Monday, January 31, 2005

The Work and the Glory Movie: We Liked It

If you enjoyed the historical novel series the Work and the Glory, you will probably enjoy the movie by the same name. In fact, I’m sure many people that have never read the books would enjoy the film. However, if you don’t like this genre of movie, which includes a number of emotional scenes, you might want to save your money. While the movie has been in Utah cinemas for months, my wife and I were only able to see it this past weekend.

I am no professional movie reviewer and I haven’t been tainted by reading any professional reviews of the film. I have found that film critics cater to an audience that generally doesn’t include people like me that rarely get out to the movies and derive entertainment value differently than people that watch movies for a living or as a hobby.

My wife and I felt that several things were done very well. The story remained quite true to the book. The sets were wonderful. The casting was excellent. All of the actors played their parts very well. I particularly enjoyed actor Sam Hennings as Benjamin Steed and the actress that played Lydia McBride’s aunt (I couldn’t discover her name by searching the web; she's only a minor character). We enjoyed the cinematography. The backlit scenes were my favorite. My wife loved the panoramic scenes.

The only complaint I have didn’t detract much from my appreciation of the movie. Most of the characters speak a rough-hewn form of American frontier English liberally sprinkled with the likes of “we was” and other poor grammar. The villainous characters have the worst grammar. However, Joseph and Hyrum Smith always seem to use proper grammar. To me this doesn’t seem realistic. No major issue here, just a minor complaint. My wife had no problem with this.
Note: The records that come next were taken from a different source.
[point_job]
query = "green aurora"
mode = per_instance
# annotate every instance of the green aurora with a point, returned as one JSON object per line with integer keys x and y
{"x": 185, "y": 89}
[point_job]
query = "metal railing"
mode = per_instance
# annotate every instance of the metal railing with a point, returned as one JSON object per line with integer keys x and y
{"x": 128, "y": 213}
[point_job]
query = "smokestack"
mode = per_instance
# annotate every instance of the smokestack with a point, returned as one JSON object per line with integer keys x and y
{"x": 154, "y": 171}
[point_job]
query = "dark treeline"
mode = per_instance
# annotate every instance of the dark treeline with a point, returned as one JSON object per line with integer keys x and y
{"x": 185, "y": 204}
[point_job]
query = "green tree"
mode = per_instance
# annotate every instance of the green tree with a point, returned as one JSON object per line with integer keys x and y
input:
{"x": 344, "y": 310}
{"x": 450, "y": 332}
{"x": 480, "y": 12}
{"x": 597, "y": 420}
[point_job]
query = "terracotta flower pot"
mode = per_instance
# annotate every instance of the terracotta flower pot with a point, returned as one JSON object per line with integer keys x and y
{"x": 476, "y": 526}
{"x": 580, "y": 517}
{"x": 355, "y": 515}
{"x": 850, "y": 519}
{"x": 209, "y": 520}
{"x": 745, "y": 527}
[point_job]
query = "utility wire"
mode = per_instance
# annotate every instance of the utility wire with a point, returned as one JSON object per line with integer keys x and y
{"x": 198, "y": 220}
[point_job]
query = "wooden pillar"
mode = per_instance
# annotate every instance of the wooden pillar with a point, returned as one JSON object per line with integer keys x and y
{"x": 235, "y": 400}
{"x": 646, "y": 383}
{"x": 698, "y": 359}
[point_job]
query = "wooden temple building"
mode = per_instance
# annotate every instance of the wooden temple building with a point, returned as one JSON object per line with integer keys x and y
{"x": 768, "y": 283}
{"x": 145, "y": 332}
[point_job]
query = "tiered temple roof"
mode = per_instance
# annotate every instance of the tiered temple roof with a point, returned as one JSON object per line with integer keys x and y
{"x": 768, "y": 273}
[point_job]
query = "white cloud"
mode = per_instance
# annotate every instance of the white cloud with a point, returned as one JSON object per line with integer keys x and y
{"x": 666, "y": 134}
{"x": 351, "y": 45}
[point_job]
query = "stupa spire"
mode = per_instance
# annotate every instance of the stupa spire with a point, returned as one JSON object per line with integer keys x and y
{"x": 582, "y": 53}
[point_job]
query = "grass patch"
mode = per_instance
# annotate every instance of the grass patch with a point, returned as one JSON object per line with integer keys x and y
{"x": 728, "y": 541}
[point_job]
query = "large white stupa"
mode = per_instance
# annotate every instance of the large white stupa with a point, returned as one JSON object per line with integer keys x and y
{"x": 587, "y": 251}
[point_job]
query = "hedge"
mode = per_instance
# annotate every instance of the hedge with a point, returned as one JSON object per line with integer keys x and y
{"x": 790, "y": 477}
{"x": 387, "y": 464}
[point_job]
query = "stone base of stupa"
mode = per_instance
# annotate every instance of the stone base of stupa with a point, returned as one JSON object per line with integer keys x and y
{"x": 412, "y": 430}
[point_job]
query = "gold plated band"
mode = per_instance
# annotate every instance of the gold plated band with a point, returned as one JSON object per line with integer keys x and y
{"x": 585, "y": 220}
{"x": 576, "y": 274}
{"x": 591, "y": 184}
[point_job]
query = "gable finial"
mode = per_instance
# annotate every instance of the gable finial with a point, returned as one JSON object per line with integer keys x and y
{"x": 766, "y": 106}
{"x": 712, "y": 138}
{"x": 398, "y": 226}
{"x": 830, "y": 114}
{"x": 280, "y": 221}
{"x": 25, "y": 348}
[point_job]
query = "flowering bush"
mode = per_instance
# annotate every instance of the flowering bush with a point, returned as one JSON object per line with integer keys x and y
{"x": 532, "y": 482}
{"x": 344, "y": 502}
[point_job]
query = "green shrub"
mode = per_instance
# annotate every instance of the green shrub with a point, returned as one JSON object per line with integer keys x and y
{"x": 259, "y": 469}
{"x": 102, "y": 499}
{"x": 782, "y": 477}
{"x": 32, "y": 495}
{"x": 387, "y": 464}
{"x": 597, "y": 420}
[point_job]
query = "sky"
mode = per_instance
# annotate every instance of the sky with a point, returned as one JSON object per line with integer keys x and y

The movie covers most of the story in the first book of the series. The book and the movie spend a lot of time developing the Nathan Steed and Lydia McBride characters as well as their blossoming relationship. The main story line focuses on interpersonal relationship challenges that result from some characters converting to the Mormon faith. The story of the translation of the Book of Mormon and the founding of the LDS Church are the main vehicle for the story, but are used as structural support rather than as the main story. The idea is to help viewers understand the experiences of average individuals that lived through this portion of church history.

We have already decided that we want to get the movie when it is released on DVD. While I’m not sure our children would have enjoyed the film in the theater, they might enjoy a family viewing experience at home. If you haven’t seen the film yet, take the opportunity to do so. My wife suggests that you bring some tissues.